ASCI2007: krekel_asci2007.pdf
SIMVIS2006: krekel_simvis2006.pdf
Awards
- DBME2007: 1st Prize Young Investigator Award
- SIMVIS2006 Best Paper Award
Description
Osteoarthrosis and rheumatoid arthritis, the two most common forms of arthritis, can lead to severe joint damage. The resulting pain and limited joint motion significantly restrict the patient in performing daily activities. In such cases, a joint replacement, i.e. a surgical procedure where parts of the joint are replaced with artificial components, may be indicated. A successful joint replacement leads to pain relief and improved joint mobility. In the following animation you can see the bones of the shoulder, how they deteriorate as a result of arthritis and how the bones are being replaced by a prosthesis: shoulderreplacement.wmv
The surgery is often successful with regards to pain relief, but far less successful with regards to joint mobility. Impingement complications occur frequently, especially with special prosthesis types such as the reverse (Delta) prosthesis. These complications can be avoided by careful planning of the surgery and by providing computer assistance during the surgery.

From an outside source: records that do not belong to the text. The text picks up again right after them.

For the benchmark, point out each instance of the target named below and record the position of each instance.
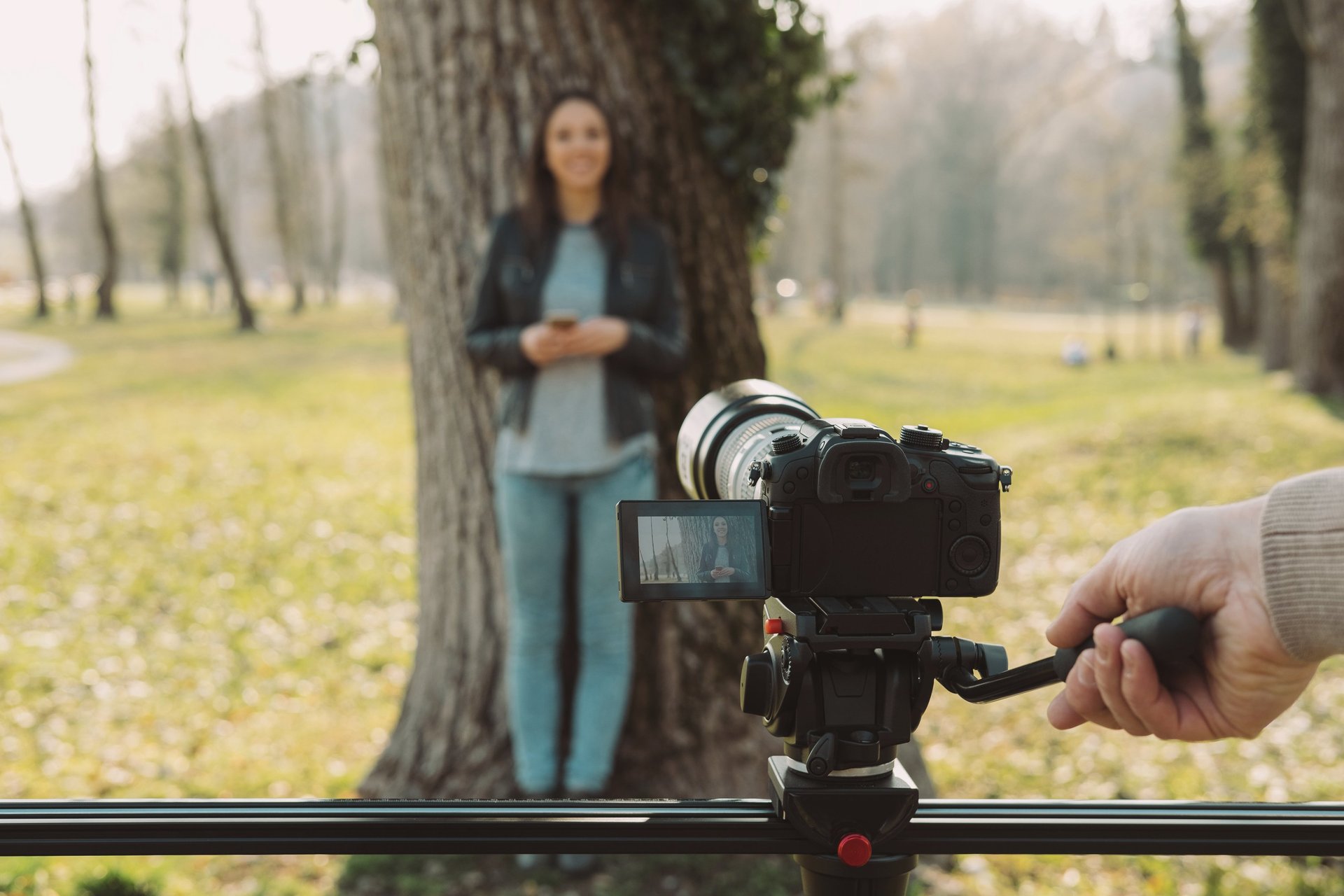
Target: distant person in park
(1193, 321)
(1266, 578)
(578, 309)
(722, 559)
(914, 298)
(1074, 352)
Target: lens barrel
(730, 429)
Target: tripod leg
(882, 876)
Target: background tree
(214, 209)
(1206, 190)
(1319, 320)
(108, 282)
(172, 216)
(705, 93)
(1270, 174)
(30, 226)
(334, 194)
(286, 192)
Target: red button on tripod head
(855, 850)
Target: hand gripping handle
(1171, 634)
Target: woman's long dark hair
(540, 209)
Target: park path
(29, 358)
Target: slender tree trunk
(1249, 314)
(288, 230)
(214, 210)
(1225, 292)
(332, 146)
(836, 262)
(1276, 312)
(105, 311)
(30, 227)
(460, 85)
(1319, 326)
(175, 214)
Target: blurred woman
(578, 309)
(722, 559)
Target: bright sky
(134, 51)
(42, 93)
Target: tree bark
(214, 209)
(30, 227)
(288, 226)
(108, 282)
(1319, 323)
(175, 214)
(460, 83)
(332, 144)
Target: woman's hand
(545, 344)
(1203, 559)
(598, 336)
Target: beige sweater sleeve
(1303, 550)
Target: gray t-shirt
(568, 429)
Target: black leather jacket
(641, 286)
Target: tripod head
(844, 681)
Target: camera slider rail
(651, 827)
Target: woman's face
(578, 147)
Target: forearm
(499, 347)
(1303, 548)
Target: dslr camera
(794, 505)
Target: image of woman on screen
(724, 558)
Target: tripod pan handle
(1171, 634)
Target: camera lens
(727, 430)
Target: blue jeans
(533, 514)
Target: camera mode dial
(921, 437)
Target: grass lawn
(207, 575)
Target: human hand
(545, 344)
(598, 336)
(1203, 559)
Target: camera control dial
(921, 437)
(969, 555)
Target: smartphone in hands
(561, 320)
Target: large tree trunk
(30, 227)
(105, 311)
(1319, 323)
(461, 81)
(214, 209)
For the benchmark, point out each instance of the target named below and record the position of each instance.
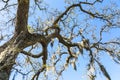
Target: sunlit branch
(31, 54)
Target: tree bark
(10, 50)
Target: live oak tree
(33, 45)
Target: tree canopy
(39, 39)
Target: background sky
(112, 67)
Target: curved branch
(31, 54)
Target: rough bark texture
(10, 50)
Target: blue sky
(112, 68)
(70, 74)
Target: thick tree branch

We have created a pre-operative planning system for the replacement of shoulder joints. It consists of automatic and manual planning functionality, and substitutes the traditional template-over-X-ray planning that is currently the standard for planning a shoulder replacement. The planning system is based on patient-specific surface models, which are extracted directly from the CT-data. The automatic planning functionality is based on the calculations of landmarks on the surface data, i.e. the center of rotation of the glenoid, the acromion, the angulus inferior, etc.. A video of the process can be seen here: automaticplanning.wmv
When the operation has been planned, the system calculates the post-operative bone-determined range of motion for the active planning. It visualises this with range of motion (ROM) envelopes. Subsequently, the surgeon can make adjustments to the planning. In the meantime, the ROM envelopes are redetermined and updated, thereby providing interactive feedback on the effects the adjustments have: romvisualisation.wmv
We have implemented a new visualisation technique, which enables us to compare ROM of different plannings. Red and green surfaces on the envelopes denote deteriorations and improvements of ROM with respect to previous ROM envelopes. This gives a quick and intuitive interface for the surgeon to search for the optimal planning regarding ROM. We plan to extend the feedback of the system with other parameters, such as the bone density (for the fixation of the prosthesis) and soft tissue information. romcomparison.wmv
A validation experiment using cadaveric shoulders has been performed. We used the BrainLAB VV system and the VVLink module to perform motion tracking. The video provided below shows our tracking software; the laptop screen in the video shows how the virtual models move in correspondence with the physical bones. This enables us to record the occurrence of impingement, which were in turn compared to the simulated ROM of our planning software. The ROM simulations proved to be extremely accurate. validation.wmv
Besides the subjects described above, there are several subprojects that are still ongoing. This includes, but is not limited to, segmentation algorithms, application of the system to proximal humerus fractures and hip impingement, as well as other clinical problems. Lastly, several collaborations with well-known international institutes are currently being set up.
Future work includes the development of an intra-operative guidance system, using the BrainLAB hardware. This will enable the surgeon to perform the actual surgery in accordance with the pre-operative plan.
Notes
This research is being supported by the Dutch Rheumatoid Arthritis Foundation.